L’OMS collabore avec les États Membres et d’autres partenaires pour aider les agriculteurs à passer de la culture du tabac à d’autres cultures. Une initiative menée au Kenya ces deux dernières années a permis à plus de 2000 cultivateurs de tabac de se tourner vers d’autres cultures. Il s’agit là d’une initiative qui a permis de renforcer la sécurité alimentaire et nutritionnelle, d’augmenter les revenus des agriculteurs, d’assainir les activités agricoles et de préserver l’environnement. La mise en œuvre de cette initiative est déjà en cours en Ouganda et en Zambie, et devrait être envisagée dans tous les pays producteurs de tabac en Afrique.
J’encourage les gouvernements à soutenir les cultivateurs de tabac dans la transition vers des cultures alternatives. Pour cela, il convient de supprimer les subventions accordées à la culture du tabac et de consacrer les fonds alors épargnés à des programmes de substitution de cultures visant à améliorer la sécurité alimentaire et la nutrition. La substitution de la culture du tabac par la culture de cultures vivrières nutritives donne la possibilité de nourrir des millions de familles et d’améliorer les moyens de subsistance des communautés agricoles en Afrique.

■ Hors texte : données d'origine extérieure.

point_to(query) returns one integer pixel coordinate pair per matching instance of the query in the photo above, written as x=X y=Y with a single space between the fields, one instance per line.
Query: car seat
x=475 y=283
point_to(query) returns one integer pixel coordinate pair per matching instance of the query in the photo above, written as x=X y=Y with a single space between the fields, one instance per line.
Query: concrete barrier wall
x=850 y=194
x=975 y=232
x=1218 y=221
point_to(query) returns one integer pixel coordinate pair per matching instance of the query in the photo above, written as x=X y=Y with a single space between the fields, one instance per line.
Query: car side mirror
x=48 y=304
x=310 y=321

De telles initiatives permettent également de lutter contre la désertification et la dégradation de l’environnement, de sensibiliser les communautés de cultivateurs de tabac aux avantages de la culture durable et de mettre en évidence les efforts entrepris par les producteurs de tabac pour empêcher la mise en place de moyens de subsistance durables dans la Région africaine.
Enfin, nous exhortons les pays producteurs de tabac de la Région africaine à accélérer la mise en œuvre des articles 17 et 18 de la Convention-cadre de l’OMS pour la lutte antitabac. À cet effet, ces pays doivent non seulement adopter une réglementation, élaborer et mettre en œuvre des politiques et des stratégies appropriées mais aussi créer des conditions favorables à la reconversion des producteurs de tabac vers des cultures de subsistance. Cette transition leur garantirait, à eux-mêmes ainsi qu’à leurs familles, une vie plus saine, sans pour autant nuire à l’environnement et à la santé des populations.
Cette démarche permettra de cultiver les denrées alimentaires, indispensables aux populations, plutôt que du tabac.